Emprendió el camino a casa. Pisó el césped nuevamente. Miró la acera, tan larga. Pegó una patada al retrovisor de un coche. Luego a otro. Dejó un rastro de coches mutilados y, con la destrucción, se sintió mejor.

sábado, abril 09, 2011

Historias del cesped (VI)

Cuando firmó el contrato en la ETT y se fijó en el prorrateo de las pagas extras, en que le descontarían el precio de las botas de trabajo del primer sueldo aquello ya no le pareció el paraiso en la tierra. Hizo cuentas y resultó que los descansos de veinte minutos en la descarga de camiones no contaban como tiempo de trabajo efectivo. Decididamente, aquello ya no le pareció la consecución de un sueño. Se vio a sí mismo claudicando ante un enemigo. Un enemigo invisible, poderoso y con paciencia infinita, que le absorbería la rabia y estaría siempre a sus espaldas con una calculadora.

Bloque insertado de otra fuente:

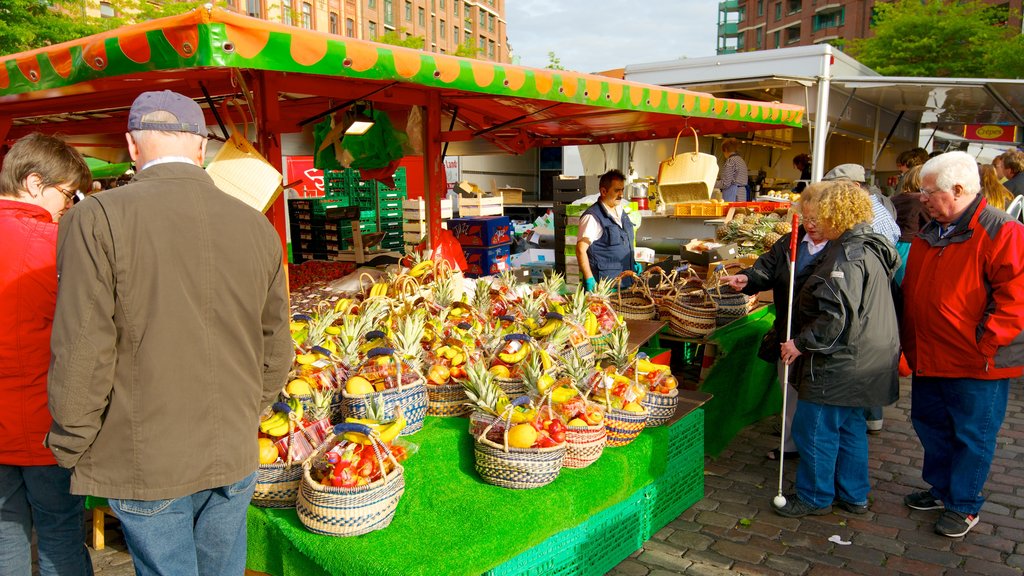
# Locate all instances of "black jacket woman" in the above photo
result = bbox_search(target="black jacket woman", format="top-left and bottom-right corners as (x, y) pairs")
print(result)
(775, 180), (900, 518)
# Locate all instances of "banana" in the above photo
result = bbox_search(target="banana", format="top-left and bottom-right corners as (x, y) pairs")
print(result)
(409, 260), (434, 278)
(637, 358), (671, 374)
(534, 320), (562, 338)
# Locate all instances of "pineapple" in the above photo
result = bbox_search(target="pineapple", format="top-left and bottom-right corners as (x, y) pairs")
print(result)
(460, 359), (509, 416)
(303, 386), (334, 422)
(602, 326), (632, 373)
(430, 274), (456, 310)
(473, 280), (490, 317)
(394, 308), (427, 373)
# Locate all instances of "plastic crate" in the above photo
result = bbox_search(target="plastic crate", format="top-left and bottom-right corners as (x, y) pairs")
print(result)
(565, 204), (590, 216)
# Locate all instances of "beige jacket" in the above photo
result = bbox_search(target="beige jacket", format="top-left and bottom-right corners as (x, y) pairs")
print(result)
(46, 163), (294, 500)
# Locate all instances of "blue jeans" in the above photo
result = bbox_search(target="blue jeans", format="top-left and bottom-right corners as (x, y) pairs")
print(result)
(793, 400), (870, 508)
(0, 464), (92, 576)
(910, 376), (1010, 515)
(110, 472), (256, 576)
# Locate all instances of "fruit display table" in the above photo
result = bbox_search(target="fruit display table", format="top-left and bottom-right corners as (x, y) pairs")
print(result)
(247, 397), (708, 576)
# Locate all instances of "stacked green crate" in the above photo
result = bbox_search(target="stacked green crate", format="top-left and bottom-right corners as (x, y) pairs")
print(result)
(374, 166), (409, 252)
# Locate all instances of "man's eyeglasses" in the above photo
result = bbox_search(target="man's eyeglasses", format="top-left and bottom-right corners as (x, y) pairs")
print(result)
(53, 186), (79, 204)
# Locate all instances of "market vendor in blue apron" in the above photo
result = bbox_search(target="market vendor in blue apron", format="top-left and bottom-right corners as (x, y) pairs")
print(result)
(577, 170), (640, 292)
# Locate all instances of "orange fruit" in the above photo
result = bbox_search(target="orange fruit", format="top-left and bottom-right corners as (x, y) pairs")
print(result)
(259, 438), (279, 464)
(509, 422), (538, 448)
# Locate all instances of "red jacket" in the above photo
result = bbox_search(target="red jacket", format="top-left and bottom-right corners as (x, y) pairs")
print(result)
(0, 198), (57, 466)
(900, 194), (1024, 380)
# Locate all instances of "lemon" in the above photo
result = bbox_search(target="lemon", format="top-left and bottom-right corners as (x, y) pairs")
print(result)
(285, 378), (313, 396)
(259, 438), (279, 464)
(509, 423), (537, 448)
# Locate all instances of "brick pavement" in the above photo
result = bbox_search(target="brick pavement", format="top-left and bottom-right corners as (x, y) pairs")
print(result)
(81, 380), (1024, 576)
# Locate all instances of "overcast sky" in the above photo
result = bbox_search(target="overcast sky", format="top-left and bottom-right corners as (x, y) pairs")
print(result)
(505, 0), (718, 72)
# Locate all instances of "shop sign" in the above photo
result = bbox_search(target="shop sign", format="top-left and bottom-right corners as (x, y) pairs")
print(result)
(285, 156), (324, 198)
(964, 124), (1018, 142)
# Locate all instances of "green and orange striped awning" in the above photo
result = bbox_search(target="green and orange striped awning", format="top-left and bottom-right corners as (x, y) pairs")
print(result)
(0, 8), (804, 152)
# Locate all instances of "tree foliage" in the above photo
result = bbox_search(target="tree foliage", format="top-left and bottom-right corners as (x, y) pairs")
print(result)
(0, 0), (216, 54)
(847, 0), (1024, 78)
(544, 50), (565, 70)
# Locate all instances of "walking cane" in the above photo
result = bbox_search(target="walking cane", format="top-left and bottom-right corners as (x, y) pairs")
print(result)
(772, 213), (800, 508)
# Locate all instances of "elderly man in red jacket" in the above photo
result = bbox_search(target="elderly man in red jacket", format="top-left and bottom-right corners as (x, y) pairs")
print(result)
(0, 134), (92, 576)
(901, 152), (1024, 537)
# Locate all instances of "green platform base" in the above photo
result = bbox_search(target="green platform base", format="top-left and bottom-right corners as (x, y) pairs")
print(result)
(248, 409), (703, 576)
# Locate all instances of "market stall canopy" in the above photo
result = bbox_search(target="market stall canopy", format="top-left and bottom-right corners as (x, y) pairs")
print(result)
(0, 6), (804, 154)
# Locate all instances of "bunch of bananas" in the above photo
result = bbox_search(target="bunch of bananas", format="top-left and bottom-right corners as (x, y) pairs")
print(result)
(409, 260), (434, 278)
(530, 312), (565, 338)
(344, 409), (409, 446)
(498, 334), (530, 366)
(370, 282), (388, 298)
(259, 397), (302, 437)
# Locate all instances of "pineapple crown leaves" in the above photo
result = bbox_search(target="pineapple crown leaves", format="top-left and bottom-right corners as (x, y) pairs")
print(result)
(602, 326), (631, 370)
(541, 271), (565, 299)
(305, 301), (343, 346)
(393, 308), (427, 368)
(590, 278), (615, 300)
(460, 359), (508, 416)
(473, 280), (492, 316)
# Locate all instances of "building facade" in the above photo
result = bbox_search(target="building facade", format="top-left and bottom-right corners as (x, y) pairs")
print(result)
(90, 0), (510, 63)
(718, 0), (1022, 54)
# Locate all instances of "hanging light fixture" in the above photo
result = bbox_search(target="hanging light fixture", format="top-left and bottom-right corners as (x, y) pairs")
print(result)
(345, 101), (374, 135)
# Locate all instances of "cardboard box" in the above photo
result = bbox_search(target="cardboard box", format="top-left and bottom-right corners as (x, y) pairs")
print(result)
(509, 248), (555, 268)
(462, 244), (512, 278)
(449, 216), (512, 246)
(679, 240), (739, 266)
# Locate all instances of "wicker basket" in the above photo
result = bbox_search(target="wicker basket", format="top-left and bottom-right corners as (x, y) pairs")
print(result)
(341, 348), (427, 436)
(604, 409), (647, 448)
(295, 424), (406, 536)
(710, 287), (758, 326)
(640, 389), (679, 428)
(427, 382), (472, 418)
(473, 397), (565, 490)
(562, 421), (608, 468)
(669, 289), (718, 338)
(611, 270), (657, 320)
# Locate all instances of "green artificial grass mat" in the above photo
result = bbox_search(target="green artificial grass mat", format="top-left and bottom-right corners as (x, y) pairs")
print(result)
(248, 417), (669, 576)
(700, 305), (782, 456)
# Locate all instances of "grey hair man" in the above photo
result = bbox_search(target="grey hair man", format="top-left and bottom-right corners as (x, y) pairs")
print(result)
(46, 90), (294, 576)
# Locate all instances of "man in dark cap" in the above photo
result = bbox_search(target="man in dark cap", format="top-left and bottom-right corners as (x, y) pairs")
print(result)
(46, 90), (293, 576)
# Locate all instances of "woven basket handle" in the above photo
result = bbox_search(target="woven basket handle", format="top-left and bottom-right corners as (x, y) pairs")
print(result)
(476, 396), (529, 452)
(367, 347), (402, 390)
(672, 126), (700, 161)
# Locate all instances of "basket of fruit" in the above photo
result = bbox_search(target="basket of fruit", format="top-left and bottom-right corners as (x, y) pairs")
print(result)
(341, 347), (427, 435)
(669, 288), (718, 338)
(252, 399), (315, 508)
(589, 328), (648, 447)
(473, 397), (565, 490)
(427, 341), (470, 417)
(490, 334), (531, 398)
(341, 310), (427, 435)
(295, 423), (406, 536)
(612, 270), (657, 320)
(633, 355), (679, 428)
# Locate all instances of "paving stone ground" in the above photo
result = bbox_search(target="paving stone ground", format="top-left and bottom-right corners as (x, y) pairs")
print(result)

Al mediodía, ante un plato de legumbres, su hermano le animó a comer mucho para estar fuerte y poder descargar camiones a destajo. Su padre golpeó el plato con el cuchillo como si quisiera matar un oso, (una lenteja se pegó a la piel de una naranja, otras salieron volando a posarse en la pantalla del televisor). Su madre lloriqueó y le repitió de nuevo que cometía un error al abandonar los estudios.

A última hora de la tarde hizo una llamada perdida y a los pocos minutos recibió otra en la que ella le preguntaba cómo le había ido y le decía que le esperaba en el césped, con todos los demás. Alguien tenía una guitarra y sonaba muy bien. Por lo visto un perrito bailaba al son de la música. Qué gracioso.

viernes, abril 08, 2011

Historias del cesped (V)

Era verano y él había decidido que no acudiría más al instituto. Había algunos que se fumaban los porros con ansia, para que brillaran sus ojos y se les pasaran las ganas de llorar. Conocía a otros que ingresaban en el paraíso a través de las porterías de futbito, celebrando el gol en la red. Los había que buscaban como podencos cadenas de las que liberarse y solo veían al bedel, que les rogaba que no gritaran en el vestíbulo. Él era ya otro. Él trabajaría en el Mercadona, haría turnos, y llegaría a casa cansado de trajinar con el pescado o con la fruta. Dormiría bien. Conocería las ofertas, saludaría al encargado, puliría el suelo. Se reiría de todo. Tendría dinero para ir con ella al paraíso, confiaba en que el camino le fuera mostrado. Los dos pensarían en el césped del Allende y, al mencionarlo, reirían. Recordarían los atardeceres de los días del verano.

jueves, abril 07, 2011

Historias del cesped (IV)

Lo que aún recuerda, cuando está en su habitación, tendido en su cama, escuchando música, es el sonido de la cabeza de ella contra los buzones, y los susurros de miedo: temían que les viera algún vecino. Pero al fin y al cabo los vecinos eran personajes de otra película, y nada era más importante que ellos. Los vecinos dormían mientras ellos hacían el amor. En unos momentos él la aprisionó y ya no pudo más. Algo había salido mal y algo había salido bien.

martes, abril 05, 2011

Historias del cesped (III)

Una madrugada, después de haber sentido el troquel del césped húmedo del Allende en sus espaldas, después de haber mirado la luna en varias ocasiones, él la acompañó a casa. Me aburro, había dicho ella dándole un trago a la cerveza. Y se marcharon. Él bajó la cabeza, miró al suelo, y, mientras recorrían las calles hasta su casa, las baldosas le marearon. En el portal la arrinconó contra el panel de los buzones. No fue nada premeditado. El verano dulzón. Las risas que habían oído, lejanas. El ascensor, parado, como un monstruo al acecho. Chupó su cara, lamió sus labios. Posó sus garras en sus caderas, le rajó las bragas. Ella bajó la cremallera de su bragueta demasiado deprisa, como enfadada con el mundo, como si el mundo le debiera algo.

lunes, abril 04, 2011

Historias del cesped (II)

Eran una pareja. Todos decían que lo suyo iba en serio. De camino a casa les apetecía quedarse atrás, separarse de los demás. Los hay muy brutos, decía ella. Son mis colegas, contestaba él. Gritaban, reían, se empujaban. Andaban por las calles de Valleaguado, agazapados, y los coches de policía reducían la velocidad y los maderos, cuando les veían, sacaban el codo por la ventanilla. Durante un minuto el coche iba a su paso, en primera, y ellos caminaban más erguidos.